Noise thundered back down the corridor—shouts, doors slamming open, running feet. She tried to push off the bed again, but the nurse’s hand pressed her shoulder back until she fell into the bed.

“Stop, you need to rest.”

Then Blake was back. He hit the doorway with a force that made the frame shudder, chest heaving, eyes burning with rage and frustration.

“He’s gone,” he said, voice rough as gravel.

The words sank into her like a stone.

He scanned the room in a single sweep—her IV torn, the blood smear on the floor, the bedpan lying dented where it had fallen. His gaze came back to her, and something inside him seemed to break and rebuild all at once.

“I told you to stay in bed,” he said, but the bite in his tone didn’t match the worry in his eyes.

She met his stare, chin lifting even though her body trembled. “And I told you to get him.”

For a heartbeat, silence stretched between them. The kind that wasn’t empty but heavy—thick with things neither of them could say while the world spun out just beyond the door.

A pinch, then tape stuck to her arm, and the nurse scurried away as if she knew this was a private conversation, years in the making.

“You’re bleeding.”

Blake exhaled through his nose, slow, like he’d been holding his breath too long. Then, he reached down and tugged his shirt up.

A thin line of red carved across his side, just below the ribs, shallow but angry-looking, the skin around it bruised from the fight. The edge of the cut caught the light, darkening where the blood had started to clot.

Vivian sucked in a breath. “Blake—”

“It’s nothing,” he said, the lie falling too easily off his tongue. “Knife just grazed me.”

She frowned. “That’s not nothing.”

“Compared to what almost happened to you, it’s background noise.”

He pressed the fabric back down and gave a small shrug, but she saw the tension around his eyes, the way his body moved like every motion cost him. The exhaustion was catching up now—visible in the small tremors of his fingers, the glassy edge to his eyes.

He’d stayed because he couldn’t walk away. Because she’d scared him.

She wanted to tell him that she saw it—that she wasn’t made of glass, that she didn’t need saving, that she saw that in his mind, he’d saved her from the bully—but the words tangled with everything else between them. So instead she said, quietly, “You’re bleeding on my floor.”

That finally earned her the faintest ghost of a smile. “Guess we’re both leaving our mark.”
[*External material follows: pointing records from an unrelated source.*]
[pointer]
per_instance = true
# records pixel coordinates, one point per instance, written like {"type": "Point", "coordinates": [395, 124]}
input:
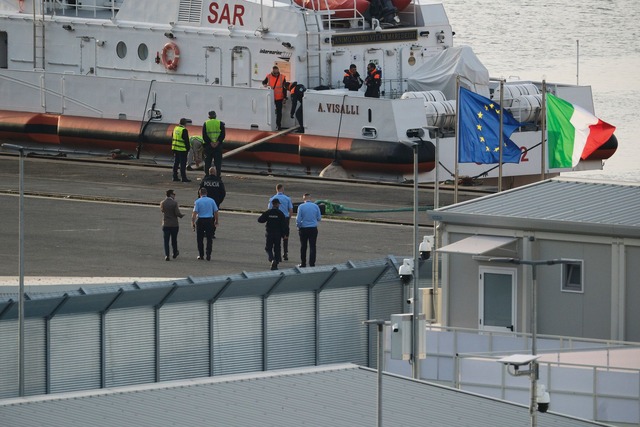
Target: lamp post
{"type": "Point", "coordinates": [436, 205]}
{"type": "Point", "coordinates": [380, 324]}
{"type": "Point", "coordinates": [415, 367]}
{"type": "Point", "coordinates": [20, 150]}
{"type": "Point", "coordinates": [533, 321]}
“Get it looked at,” Vivian ordered then closed her eyes to stop the spinning. “And no more pain killers. Don’t need them.”

“But you have bruised ribs and—”

“No more painkillers,” Vivian sighed, trying to ignore the pounding in her head.

“You know, I think he had me. Strange, but I don’t think he wanted to kill me.” Blake shook his head.

“The man had a knife to your gut. I think the plan was to kill you.”

Blake nodded. “And that’s the point. He could have driven that knife in, but he didn’t.”

The silence stretched, neither quite sure what to do with the quiet after the storm. He paced the room with a kind of restless care, as if tending to the details could keep him from thinking about the man who’d nearly killed them both.

Then the alarms stopped, the red lights faded, and reality came rushing back in: nurses shouting orders, a security guard radioing the stairwells, the metallic smell of blood and antiseptic curling through the air.

Vivian sank back against the pillow, the edges of her vision graying. “They won’t stop,” she murmured, the words slurring from exhaustion.

Blake pulled the chair over and sat beside her, his hand steadying hers where it clutched the blanket. “Neither will I.”

The world tilted once, and darkness swept in like the tide.